İktidar aslında kendi hukukunu askıya aldı!

Diploması iptal edilen Ekrem İmamoğlu’nun evine baskın yapılarak gözaltına alınmasından sonra İstanbul Valiliği’nden yapılan açıklamada “Valiliğimizce il genelinde kamu düzenini muhafaza etmek ve oluşabilecek provokatif eylemlerin önüne geçmek için 19-23 Mart tarihleri arasında 4 gün süreyle her türlü toplantı, gösteri ve basın açıklaması yasaklanmıştır” denildi. Açıklamada kapatılan yollar ve metro durakları hakkında da bilgi verildi...

Yargı, bir karar vermiş ve uygulatmış. Yürütme ise yargının bu kararının çeşitli eylemlere yol açabileceğini öngörerek dört gün süreyle her türlü eylemi yasaklıyor!
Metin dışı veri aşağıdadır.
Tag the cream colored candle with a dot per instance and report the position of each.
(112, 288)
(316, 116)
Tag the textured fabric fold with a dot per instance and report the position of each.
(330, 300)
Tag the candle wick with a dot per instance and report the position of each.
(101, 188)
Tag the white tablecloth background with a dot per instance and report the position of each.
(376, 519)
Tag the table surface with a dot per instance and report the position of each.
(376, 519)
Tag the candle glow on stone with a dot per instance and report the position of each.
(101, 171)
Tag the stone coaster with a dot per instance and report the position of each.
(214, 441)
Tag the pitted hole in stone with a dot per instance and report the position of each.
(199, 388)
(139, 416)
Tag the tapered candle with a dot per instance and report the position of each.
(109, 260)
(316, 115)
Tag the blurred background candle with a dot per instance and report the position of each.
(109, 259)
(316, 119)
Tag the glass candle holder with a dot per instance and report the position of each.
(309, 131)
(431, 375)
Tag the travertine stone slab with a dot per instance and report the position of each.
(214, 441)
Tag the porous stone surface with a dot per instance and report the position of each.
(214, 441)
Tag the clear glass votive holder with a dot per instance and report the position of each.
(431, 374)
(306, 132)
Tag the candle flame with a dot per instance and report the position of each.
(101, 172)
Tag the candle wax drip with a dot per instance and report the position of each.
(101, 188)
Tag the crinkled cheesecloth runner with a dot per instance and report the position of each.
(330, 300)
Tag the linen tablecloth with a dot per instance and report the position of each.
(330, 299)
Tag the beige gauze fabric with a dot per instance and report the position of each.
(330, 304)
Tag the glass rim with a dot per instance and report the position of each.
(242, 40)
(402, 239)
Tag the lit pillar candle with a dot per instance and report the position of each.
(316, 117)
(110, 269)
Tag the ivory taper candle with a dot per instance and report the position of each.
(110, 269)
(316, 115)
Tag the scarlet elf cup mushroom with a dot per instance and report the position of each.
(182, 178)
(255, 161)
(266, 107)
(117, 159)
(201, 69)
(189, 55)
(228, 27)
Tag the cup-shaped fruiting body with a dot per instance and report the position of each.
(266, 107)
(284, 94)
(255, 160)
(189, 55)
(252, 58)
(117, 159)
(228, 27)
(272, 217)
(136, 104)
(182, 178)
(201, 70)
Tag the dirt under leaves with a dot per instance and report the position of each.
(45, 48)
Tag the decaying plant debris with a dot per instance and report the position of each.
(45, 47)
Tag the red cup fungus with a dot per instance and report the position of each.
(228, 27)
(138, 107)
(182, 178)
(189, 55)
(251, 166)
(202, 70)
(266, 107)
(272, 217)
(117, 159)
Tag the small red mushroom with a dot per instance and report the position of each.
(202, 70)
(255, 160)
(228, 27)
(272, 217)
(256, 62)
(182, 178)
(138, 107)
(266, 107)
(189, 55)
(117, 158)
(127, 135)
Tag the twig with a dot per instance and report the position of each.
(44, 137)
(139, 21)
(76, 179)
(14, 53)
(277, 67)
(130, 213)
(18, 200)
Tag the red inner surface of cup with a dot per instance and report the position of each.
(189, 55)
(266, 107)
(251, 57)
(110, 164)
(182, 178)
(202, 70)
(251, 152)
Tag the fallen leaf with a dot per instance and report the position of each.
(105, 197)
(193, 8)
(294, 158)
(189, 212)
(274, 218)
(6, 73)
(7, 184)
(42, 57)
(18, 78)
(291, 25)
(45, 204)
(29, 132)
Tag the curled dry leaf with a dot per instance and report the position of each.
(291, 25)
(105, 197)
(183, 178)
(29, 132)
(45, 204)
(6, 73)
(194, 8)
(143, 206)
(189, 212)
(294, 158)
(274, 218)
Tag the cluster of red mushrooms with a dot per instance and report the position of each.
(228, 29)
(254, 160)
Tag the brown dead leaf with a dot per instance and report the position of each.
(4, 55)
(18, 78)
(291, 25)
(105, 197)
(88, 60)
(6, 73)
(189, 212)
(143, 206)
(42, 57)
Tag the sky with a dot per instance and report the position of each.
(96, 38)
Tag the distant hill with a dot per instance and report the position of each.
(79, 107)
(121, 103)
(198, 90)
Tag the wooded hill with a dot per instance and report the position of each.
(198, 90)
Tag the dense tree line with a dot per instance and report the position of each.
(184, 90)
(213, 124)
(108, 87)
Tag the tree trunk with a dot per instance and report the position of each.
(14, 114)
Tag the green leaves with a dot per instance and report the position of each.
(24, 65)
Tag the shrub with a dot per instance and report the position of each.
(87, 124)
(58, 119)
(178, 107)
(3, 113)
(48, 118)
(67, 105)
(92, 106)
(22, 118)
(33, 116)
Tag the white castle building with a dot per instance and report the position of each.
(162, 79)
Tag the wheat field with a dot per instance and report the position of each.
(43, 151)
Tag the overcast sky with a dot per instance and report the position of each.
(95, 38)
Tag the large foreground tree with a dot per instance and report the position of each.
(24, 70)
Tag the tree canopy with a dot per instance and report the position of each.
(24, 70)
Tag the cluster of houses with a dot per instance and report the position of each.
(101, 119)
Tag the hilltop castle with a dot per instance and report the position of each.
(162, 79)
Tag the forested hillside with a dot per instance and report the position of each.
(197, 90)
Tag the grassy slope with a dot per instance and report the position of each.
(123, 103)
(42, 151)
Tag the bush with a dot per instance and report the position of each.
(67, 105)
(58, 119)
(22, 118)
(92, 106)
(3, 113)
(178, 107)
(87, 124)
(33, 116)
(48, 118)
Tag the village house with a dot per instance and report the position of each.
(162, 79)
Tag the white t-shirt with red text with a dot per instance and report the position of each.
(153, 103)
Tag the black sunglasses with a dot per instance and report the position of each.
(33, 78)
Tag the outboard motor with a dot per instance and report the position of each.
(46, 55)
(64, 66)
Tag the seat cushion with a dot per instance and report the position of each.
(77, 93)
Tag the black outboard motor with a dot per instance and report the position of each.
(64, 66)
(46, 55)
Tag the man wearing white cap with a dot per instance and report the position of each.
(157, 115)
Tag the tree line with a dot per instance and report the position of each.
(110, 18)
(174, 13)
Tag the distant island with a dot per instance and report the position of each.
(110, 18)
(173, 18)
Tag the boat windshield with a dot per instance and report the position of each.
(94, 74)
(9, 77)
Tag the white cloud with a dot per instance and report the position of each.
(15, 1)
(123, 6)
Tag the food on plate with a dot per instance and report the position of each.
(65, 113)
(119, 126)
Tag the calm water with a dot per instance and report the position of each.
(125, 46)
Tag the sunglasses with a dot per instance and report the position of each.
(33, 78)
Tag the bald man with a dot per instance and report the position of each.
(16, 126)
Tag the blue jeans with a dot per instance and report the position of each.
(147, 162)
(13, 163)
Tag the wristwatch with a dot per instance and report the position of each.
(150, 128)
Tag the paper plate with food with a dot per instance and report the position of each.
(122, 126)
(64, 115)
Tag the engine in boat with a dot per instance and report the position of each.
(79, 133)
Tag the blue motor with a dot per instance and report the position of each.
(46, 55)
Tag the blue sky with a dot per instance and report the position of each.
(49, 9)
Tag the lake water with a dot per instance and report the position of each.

Böylece yürütme, protesto edilecek bir durum olduğunu bütün dünyaya ilan etmiş oluyor!

Nitekim İstanbul Üniversitesi öğrencileri, yasak kararına uymadı ve Ekrem İmamoğlu'na destek yürüyüşü yaptı. Polis engellemeye çalıştı ama gençlerin yürüyüşü durdurulamadı.

CHP il ve ilçe örgütlerindeki eylemler de durdurulamadı.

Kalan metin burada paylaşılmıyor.